Council leaders are now urging chancellor George Osborne to help the construction industry in next month's spending round by removing "unnecessary" restrictions on council investment in new housing.
New government figures for the year's first quarter show that the number of completed new homes has continued to drop.
With 400,000 new homes already given planning permission and waiting to be built, the LGA claims that the main obstacles to development is a lack of financial security for builders.
The LGA, which speaks on behalf of more than 370 councils in England and Wales, says that thousands of 'shovel-ready' sites could be kick-started into action if the government-imposed block on council investment in housing was lifted.
Last year, research by a coalition of housing associations and the LGA found that councils could build up to 60,000 new homes over the next five years if they were allowed to invest in housing under normal borrowing guidelines.
According to the LGA, this would deliver a 0.6% boost to gross domestic product (GDP), create new jobs and reduce the benefit bill by increasing the provision of new social housing.

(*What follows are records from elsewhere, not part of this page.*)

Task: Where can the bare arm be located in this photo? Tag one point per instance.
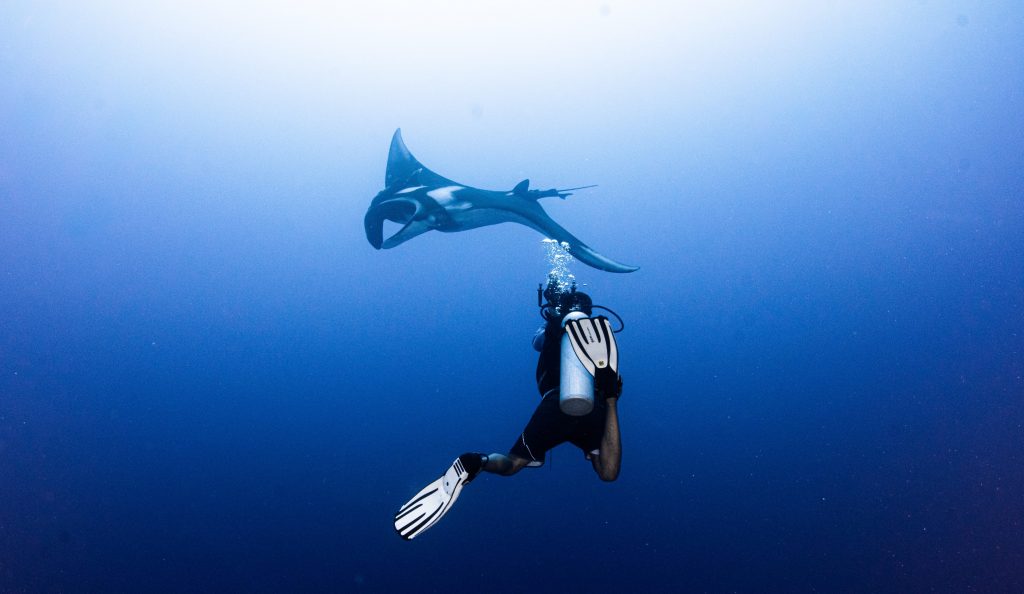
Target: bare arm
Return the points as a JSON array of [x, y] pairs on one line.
[[606, 464]]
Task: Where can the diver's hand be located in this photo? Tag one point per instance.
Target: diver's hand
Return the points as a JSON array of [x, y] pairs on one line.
[[607, 383]]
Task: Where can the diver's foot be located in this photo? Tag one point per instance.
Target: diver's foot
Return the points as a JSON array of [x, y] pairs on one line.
[[473, 463]]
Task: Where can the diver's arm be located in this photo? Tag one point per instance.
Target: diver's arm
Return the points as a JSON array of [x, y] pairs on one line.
[[606, 464]]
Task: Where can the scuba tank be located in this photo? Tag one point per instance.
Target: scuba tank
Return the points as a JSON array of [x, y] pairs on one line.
[[576, 382], [576, 394]]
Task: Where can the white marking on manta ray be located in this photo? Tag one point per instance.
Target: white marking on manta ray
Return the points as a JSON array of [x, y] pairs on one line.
[[443, 195]]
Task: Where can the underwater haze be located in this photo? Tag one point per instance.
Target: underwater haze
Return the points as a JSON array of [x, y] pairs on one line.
[[210, 381]]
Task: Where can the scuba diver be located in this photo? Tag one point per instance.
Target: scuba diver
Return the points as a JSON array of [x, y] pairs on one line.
[[580, 385]]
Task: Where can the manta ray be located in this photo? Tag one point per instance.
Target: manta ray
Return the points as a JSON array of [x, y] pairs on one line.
[[421, 200]]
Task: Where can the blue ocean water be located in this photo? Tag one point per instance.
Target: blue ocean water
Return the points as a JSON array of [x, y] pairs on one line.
[[211, 382]]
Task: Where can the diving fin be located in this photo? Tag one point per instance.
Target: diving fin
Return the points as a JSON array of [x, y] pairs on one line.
[[594, 343], [433, 501]]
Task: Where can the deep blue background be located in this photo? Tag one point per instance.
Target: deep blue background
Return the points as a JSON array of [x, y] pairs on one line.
[[209, 381]]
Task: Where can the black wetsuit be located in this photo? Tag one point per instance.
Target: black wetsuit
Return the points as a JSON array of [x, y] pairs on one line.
[[550, 426]]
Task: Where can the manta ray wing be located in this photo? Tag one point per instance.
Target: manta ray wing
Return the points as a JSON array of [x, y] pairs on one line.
[[401, 167]]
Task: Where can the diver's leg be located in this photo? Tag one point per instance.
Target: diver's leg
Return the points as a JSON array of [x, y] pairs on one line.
[[505, 465]]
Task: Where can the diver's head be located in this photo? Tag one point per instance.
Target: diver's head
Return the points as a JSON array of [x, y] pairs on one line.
[[560, 301]]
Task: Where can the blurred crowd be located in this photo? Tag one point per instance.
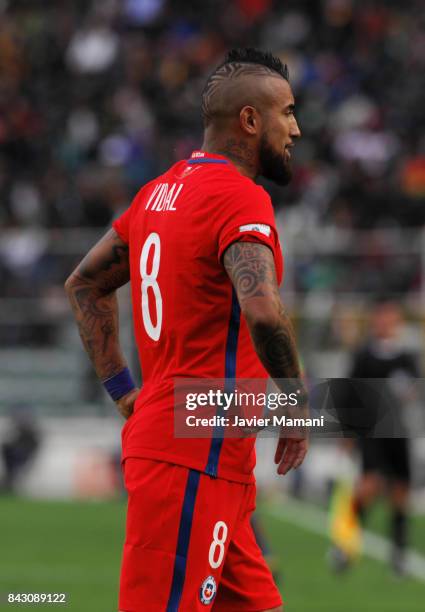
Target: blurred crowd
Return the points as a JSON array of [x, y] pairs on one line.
[[99, 96]]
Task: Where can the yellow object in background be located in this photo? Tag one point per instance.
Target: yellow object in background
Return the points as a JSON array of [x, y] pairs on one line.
[[345, 528]]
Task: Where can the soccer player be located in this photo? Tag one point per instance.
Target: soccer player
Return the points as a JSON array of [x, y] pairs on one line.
[[200, 247]]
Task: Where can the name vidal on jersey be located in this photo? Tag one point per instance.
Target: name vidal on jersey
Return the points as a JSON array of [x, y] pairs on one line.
[[164, 197]]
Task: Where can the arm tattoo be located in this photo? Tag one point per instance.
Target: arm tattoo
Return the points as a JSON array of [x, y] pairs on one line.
[[251, 269], [92, 292]]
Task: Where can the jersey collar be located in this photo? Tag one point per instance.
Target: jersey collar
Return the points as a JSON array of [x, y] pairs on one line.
[[202, 157]]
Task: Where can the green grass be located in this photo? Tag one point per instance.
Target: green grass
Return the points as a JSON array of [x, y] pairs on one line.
[[75, 548], [308, 586]]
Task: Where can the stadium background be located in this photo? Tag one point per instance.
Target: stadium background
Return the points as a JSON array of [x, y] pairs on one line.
[[96, 98]]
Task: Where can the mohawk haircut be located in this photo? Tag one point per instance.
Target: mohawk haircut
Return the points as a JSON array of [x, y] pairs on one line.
[[237, 63]]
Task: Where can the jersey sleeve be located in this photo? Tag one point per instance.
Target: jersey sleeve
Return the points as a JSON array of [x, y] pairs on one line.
[[246, 215], [123, 223]]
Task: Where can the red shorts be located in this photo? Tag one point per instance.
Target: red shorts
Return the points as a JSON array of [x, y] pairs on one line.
[[189, 544]]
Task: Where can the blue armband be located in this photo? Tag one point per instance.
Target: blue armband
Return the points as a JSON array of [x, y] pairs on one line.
[[119, 385]]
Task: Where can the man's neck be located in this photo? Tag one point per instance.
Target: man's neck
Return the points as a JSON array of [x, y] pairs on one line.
[[237, 150]]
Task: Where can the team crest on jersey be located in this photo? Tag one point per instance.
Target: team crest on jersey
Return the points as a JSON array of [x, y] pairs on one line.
[[208, 590]]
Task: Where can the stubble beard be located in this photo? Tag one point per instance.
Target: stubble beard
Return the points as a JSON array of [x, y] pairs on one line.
[[273, 165]]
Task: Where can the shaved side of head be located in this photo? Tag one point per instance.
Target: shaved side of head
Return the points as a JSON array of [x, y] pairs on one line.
[[234, 84]]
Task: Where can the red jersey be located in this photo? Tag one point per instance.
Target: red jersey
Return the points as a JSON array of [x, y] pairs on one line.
[[187, 319]]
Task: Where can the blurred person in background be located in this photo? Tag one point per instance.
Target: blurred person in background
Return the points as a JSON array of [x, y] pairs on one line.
[[19, 447], [385, 462]]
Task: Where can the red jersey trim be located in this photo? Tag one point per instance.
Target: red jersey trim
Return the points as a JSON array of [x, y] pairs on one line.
[[143, 453]]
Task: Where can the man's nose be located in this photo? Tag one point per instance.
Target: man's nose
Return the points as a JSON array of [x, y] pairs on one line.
[[295, 131]]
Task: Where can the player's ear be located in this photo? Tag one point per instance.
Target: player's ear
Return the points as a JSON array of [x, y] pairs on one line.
[[249, 120]]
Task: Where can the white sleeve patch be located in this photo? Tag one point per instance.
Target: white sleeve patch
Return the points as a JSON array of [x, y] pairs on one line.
[[256, 227]]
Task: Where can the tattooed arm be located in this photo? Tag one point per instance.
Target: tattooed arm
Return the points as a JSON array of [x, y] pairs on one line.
[[91, 289], [251, 269]]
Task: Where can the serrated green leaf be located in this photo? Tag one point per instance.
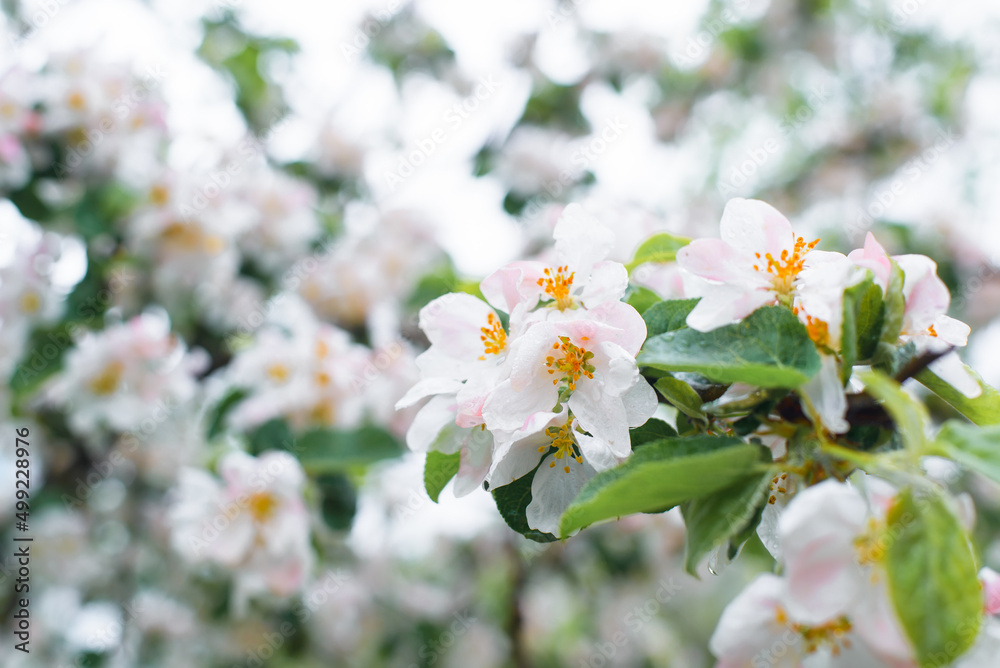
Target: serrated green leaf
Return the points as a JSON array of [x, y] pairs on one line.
[[272, 435], [338, 500], [667, 316], [652, 430], [910, 415], [681, 395], [895, 306], [512, 501], [659, 476], [712, 520], [640, 298], [983, 410], [770, 349], [932, 578], [661, 247], [324, 450], [976, 448], [438, 470], [864, 313]]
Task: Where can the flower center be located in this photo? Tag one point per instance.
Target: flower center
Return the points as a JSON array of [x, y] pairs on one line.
[[493, 336], [831, 634], [786, 268], [574, 363], [30, 302], [564, 443], [262, 506], [278, 373], [558, 286], [108, 380], [872, 544]]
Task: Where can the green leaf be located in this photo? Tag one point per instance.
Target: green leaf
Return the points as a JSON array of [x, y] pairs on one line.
[[932, 578], [714, 519], [661, 247], [325, 450], [864, 313], [983, 410], [770, 348], [681, 395], [910, 415], [438, 470], [667, 316], [338, 500], [640, 298], [217, 416], [659, 476], [652, 430], [272, 435], [512, 501], [895, 306], [976, 448]]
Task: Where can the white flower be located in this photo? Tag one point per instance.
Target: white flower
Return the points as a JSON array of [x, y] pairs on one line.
[[253, 522], [926, 303], [759, 629], [125, 375]]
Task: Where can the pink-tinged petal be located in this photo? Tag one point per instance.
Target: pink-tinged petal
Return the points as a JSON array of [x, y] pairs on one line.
[[875, 622], [512, 461], [426, 388], [990, 581], [751, 624], [926, 295], [715, 260], [952, 371], [817, 531], [725, 305], [608, 282], [513, 284], [631, 328], [581, 240], [429, 421], [553, 489], [874, 258], [951, 331], [474, 462], [508, 409], [455, 321], [827, 401], [640, 403], [597, 453], [752, 226], [603, 416]]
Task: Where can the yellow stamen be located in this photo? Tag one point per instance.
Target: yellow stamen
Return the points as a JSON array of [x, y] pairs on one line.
[[279, 373], [108, 380], [786, 268], [494, 337], [574, 363], [558, 285], [30, 302], [262, 506]]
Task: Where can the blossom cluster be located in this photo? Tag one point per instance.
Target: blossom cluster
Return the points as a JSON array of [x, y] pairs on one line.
[[551, 386]]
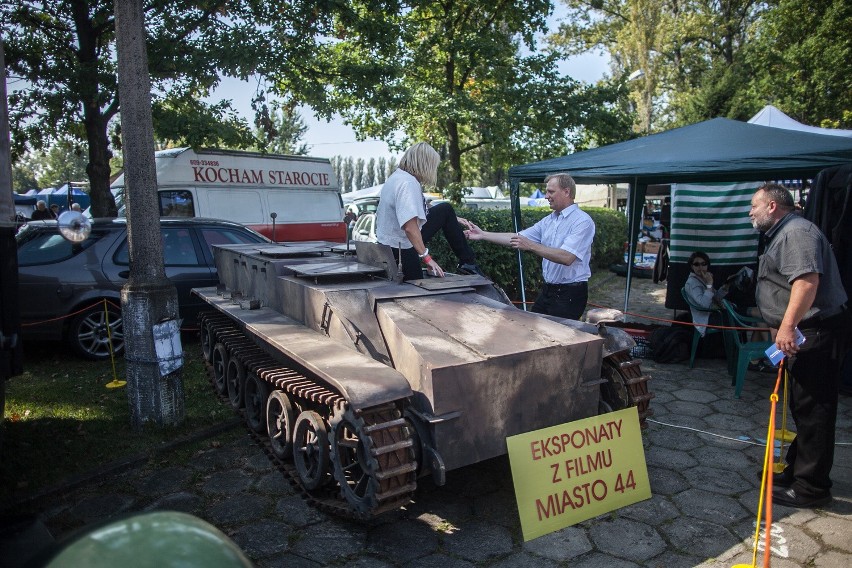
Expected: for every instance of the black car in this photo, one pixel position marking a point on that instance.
(71, 291)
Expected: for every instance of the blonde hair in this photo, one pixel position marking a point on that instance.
(421, 160)
(565, 181)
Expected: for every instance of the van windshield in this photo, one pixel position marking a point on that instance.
(176, 203)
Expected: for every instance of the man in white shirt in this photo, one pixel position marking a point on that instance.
(563, 240)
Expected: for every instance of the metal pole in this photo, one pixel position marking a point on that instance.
(515, 199)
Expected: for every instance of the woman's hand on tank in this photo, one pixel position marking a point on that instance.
(434, 269)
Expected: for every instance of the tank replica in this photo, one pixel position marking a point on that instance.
(357, 384)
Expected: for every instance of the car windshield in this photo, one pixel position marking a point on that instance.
(36, 246)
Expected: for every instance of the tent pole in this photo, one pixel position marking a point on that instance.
(635, 205)
(515, 199)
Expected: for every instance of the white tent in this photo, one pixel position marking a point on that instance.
(771, 116)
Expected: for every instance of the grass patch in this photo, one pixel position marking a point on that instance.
(61, 421)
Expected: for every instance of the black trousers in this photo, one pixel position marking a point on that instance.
(412, 266)
(562, 300)
(814, 381)
(442, 217)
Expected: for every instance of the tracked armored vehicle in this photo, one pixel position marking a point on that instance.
(358, 384)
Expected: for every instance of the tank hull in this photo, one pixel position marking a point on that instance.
(460, 368)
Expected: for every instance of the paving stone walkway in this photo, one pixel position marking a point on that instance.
(703, 454)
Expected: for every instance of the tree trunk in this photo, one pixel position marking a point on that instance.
(98, 169)
(155, 392)
(454, 151)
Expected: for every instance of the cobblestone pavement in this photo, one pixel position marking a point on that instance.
(703, 456)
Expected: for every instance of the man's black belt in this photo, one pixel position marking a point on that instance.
(822, 317)
(562, 287)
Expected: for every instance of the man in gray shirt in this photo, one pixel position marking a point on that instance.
(798, 286)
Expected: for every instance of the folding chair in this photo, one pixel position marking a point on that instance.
(696, 335)
(743, 351)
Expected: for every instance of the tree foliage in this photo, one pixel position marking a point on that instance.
(707, 58)
(283, 134)
(463, 75)
(65, 51)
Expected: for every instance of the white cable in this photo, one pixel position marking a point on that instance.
(747, 441)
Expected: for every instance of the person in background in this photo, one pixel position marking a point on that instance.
(563, 240)
(799, 287)
(402, 221)
(41, 212)
(700, 291)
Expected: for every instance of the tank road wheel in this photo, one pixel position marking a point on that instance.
(255, 393)
(279, 424)
(614, 393)
(353, 465)
(310, 450)
(220, 367)
(625, 386)
(235, 380)
(207, 342)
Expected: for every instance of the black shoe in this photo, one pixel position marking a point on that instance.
(470, 268)
(790, 498)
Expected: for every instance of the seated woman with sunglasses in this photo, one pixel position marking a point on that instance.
(703, 297)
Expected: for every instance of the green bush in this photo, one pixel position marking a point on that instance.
(501, 263)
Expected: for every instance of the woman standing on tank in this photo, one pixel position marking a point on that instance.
(402, 210)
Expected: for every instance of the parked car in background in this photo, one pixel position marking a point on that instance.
(365, 228)
(63, 285)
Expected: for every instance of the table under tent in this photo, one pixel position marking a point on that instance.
(716, 165)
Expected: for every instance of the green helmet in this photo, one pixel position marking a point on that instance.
(157, 540)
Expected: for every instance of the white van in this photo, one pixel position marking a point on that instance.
(286, 198)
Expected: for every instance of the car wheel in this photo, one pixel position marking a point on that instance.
(90, 337)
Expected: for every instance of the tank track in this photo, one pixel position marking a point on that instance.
(626, 385)
(384, 456)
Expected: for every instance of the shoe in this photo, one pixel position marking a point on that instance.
(470, 268)
(790, 498)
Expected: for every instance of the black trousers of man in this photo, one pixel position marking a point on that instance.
(814, 380)
(562, 300)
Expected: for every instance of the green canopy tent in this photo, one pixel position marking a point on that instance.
(711, 151)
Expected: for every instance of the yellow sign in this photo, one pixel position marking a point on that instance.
(572, 472)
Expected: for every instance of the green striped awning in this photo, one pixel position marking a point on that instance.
(713, 217)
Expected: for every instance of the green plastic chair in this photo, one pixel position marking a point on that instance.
(696, 335)
(743, 351)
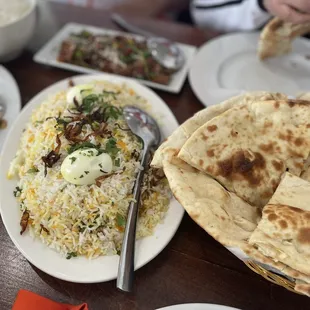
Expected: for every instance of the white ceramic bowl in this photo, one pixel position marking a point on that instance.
(14, 36)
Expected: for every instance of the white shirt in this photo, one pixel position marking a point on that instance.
(228, 15)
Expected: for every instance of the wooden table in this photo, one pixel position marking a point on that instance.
(193, 268)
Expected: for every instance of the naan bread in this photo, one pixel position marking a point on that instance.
(283, 234)
(248, 148)
(277, 36)
(302, 281)
(302, 287)
(225, 216)
(173, 144)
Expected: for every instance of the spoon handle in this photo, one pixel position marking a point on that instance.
(120, 21)
(126, 263)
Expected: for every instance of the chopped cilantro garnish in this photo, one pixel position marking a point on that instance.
(73, 159)
(71, 254)
(33, 170)
(17, 191)
(111, 147)
(88, 103)
(120, 220)
(83, 145)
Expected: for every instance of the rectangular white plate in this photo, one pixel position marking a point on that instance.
(49, 52)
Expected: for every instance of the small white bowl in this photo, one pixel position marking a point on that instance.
(15, 35)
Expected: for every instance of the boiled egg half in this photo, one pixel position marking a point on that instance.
(84, 166)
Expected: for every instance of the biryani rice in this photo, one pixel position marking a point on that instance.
(87, 219)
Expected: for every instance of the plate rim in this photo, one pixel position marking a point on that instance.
(30, 106)
(200, 305)
(52, 44)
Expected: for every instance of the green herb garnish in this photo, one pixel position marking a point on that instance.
(33, 170)
(120, 220)
(83, 145)
(71, 254)
(88, 103)
(17, 191)
(111, 147)
(73, 159)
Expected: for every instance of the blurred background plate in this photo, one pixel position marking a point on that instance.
(49, 52)
(229, 65)
(10, 96)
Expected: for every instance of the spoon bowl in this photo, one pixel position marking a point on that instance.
(142, 125)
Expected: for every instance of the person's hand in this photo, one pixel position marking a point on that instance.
(294, 11)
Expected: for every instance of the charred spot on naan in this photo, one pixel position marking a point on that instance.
(278, 165)
(303, 236)
(212, 128)
(243, 164)
(267, 148)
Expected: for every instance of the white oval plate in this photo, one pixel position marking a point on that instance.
(197, 307)
(81, 270)
(10, 95)
(229, 65)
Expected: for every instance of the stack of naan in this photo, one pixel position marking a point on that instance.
(241, 170)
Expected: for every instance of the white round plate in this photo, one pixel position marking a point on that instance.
(81, 270)
(9, 94)
(197, 307)
(229, 65)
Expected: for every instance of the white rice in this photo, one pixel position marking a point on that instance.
(82, 220)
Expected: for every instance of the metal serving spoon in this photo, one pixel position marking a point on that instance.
(145, 127)
(2, 108)
(167, 53)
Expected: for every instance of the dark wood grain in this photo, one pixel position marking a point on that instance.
(192, 268)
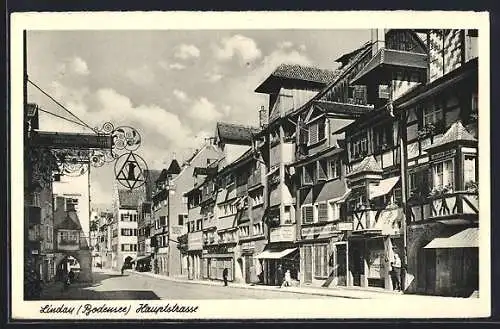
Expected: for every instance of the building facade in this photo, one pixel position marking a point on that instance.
(124, 229)
(170, 209)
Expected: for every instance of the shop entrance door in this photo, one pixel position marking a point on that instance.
(248, 269)
(308, 264)
(341, 264)
(357, 263)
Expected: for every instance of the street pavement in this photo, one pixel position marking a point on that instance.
(133, 286)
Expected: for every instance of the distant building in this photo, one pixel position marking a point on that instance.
(124, 229)
(169, 208)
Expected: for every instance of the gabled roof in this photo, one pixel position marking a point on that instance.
(71, 222)
(456, 133)
(369, 164)
(235, 133)
(298, 73)
(128, 199)
(174, 168)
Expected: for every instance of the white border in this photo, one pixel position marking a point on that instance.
(391, 307)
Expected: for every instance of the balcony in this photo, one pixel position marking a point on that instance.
(450, 208)
(283, 234)
(386, 61)
(255, 179)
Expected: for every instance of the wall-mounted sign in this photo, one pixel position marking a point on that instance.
(195, 241)
(318, 231)
(282, 234)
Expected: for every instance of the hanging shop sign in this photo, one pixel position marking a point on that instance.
(195, 241)
(130, 170)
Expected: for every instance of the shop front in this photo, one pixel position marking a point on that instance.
(277, 258)
(372, 250)
(323, 256)
(216, 258)
(251, 268)
(195, 249)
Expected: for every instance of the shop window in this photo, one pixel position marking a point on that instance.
(307, 214)
(334, 169)
(469, 170)
(322, 212)
(321, 261)
(443, 175)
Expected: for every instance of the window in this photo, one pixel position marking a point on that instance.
(322, 170)
(469, 169)
(320, 261)
(71, 204)
(433, 114)
(443, 174)
(334, 211)
(322, 212)
(383, 137)
(307, 214)
(181, 219)
(334, 169)
(317, 131)
(307, 174)
(359, 145)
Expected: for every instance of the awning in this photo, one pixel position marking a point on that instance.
(274, 254)
(141, 258)
(272, 171)
(468, 238)
(221, 196)
(384, 187)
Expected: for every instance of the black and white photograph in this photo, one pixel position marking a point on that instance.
(322, 166)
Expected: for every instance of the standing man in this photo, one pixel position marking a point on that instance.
(396, 271)
(224, 276)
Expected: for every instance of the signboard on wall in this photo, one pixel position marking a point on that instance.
(282, 234)
(195, 241)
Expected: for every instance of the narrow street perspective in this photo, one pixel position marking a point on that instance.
(335, 164)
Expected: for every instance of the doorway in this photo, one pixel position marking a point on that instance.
(308, 271)
(341, 264)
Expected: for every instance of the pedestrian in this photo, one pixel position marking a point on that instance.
(224, 276)
(287, 282)
(396, 272)
(71, 276)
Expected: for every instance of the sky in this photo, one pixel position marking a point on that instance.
(170, 85)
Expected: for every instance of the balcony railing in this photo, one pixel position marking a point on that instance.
(255, 179)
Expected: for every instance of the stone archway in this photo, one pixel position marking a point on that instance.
(84, 263)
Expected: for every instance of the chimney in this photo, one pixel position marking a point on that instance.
(377, 40)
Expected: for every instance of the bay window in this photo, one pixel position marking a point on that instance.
(443, 174)
(322, 212)
(321, 261)
(469, 169)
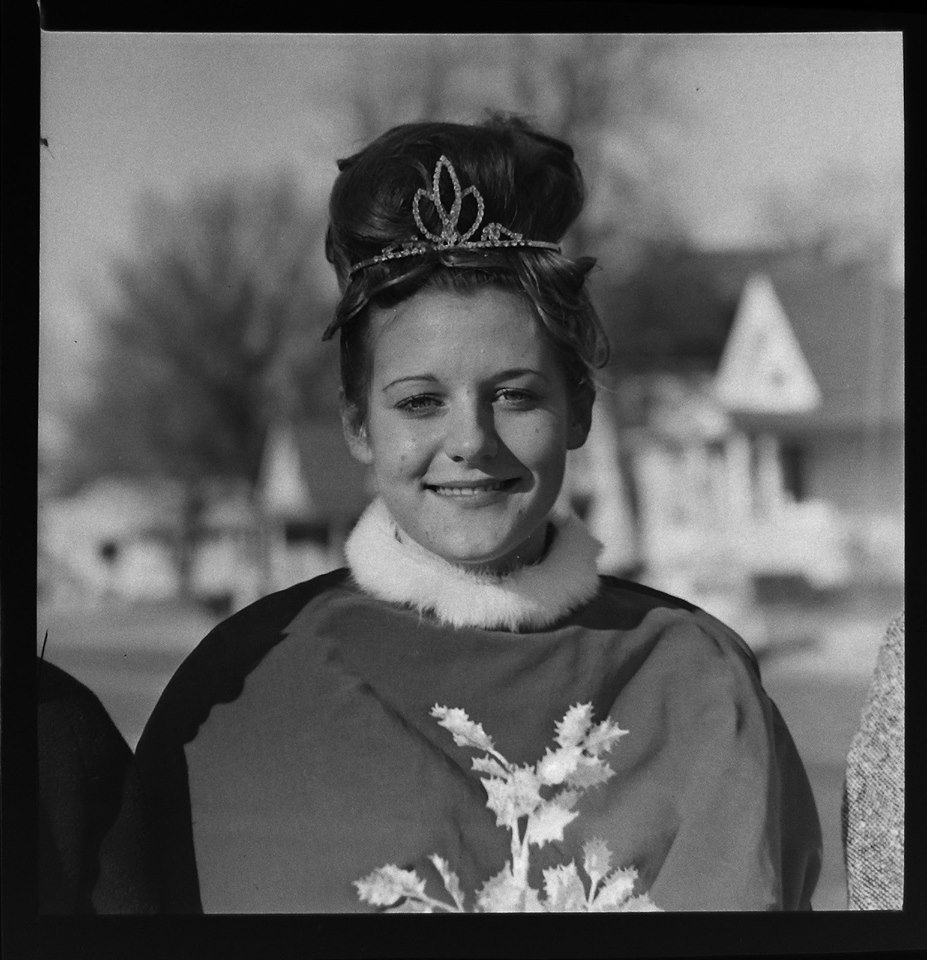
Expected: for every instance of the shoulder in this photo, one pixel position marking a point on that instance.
(68, 708)
(216, 669)
(677, 639)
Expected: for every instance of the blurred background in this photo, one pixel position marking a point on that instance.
(746, 209)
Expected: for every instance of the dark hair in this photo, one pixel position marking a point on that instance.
(530, 184)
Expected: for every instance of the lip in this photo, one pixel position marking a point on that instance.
(479, 490)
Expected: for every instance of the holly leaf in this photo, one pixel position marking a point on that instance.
(556, 765)
(490, 766)
(501, 893)
(450, 879)
(466, 733)
(563, 889)
(547, 823)
(617, 888)
(590, 772)
(566, 798)
(387, 884)
(514, 797)
(574, 726)
(597, 860)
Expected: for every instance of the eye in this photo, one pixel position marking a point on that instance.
(420, 403)
(516, 398)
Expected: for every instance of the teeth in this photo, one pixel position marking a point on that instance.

Councils have not been able to invest in new housing on such a scale since the early 1990s.
Cllr Mike Jones, chairman of the LGA's environment and housing board, said: "Councils have excellent credit ratings and want to use our assets to help kick-start the housing recovery but our hands are being tied.
"At a time when housing waiting lists are rapidly expanding, levels of housebuilding are languishing and the economy is still struggling, it makes no sense for government to continue preventing local authorities from investing in the new homes the country badly needs.
"Councils, the markets and the construction industry all agree that the housing borrowing cap is unnecessary and only serves to hinder the housebuilding recovery.
"The chancellor has an unrivalled opportunity to create jobs, provide more homes and help the economy without having to find a single extra penny. New homes are badly-needed and councils want to get on with building them. The common sense answer is for the Treasury to remove its housebuilding block and let us get on with it."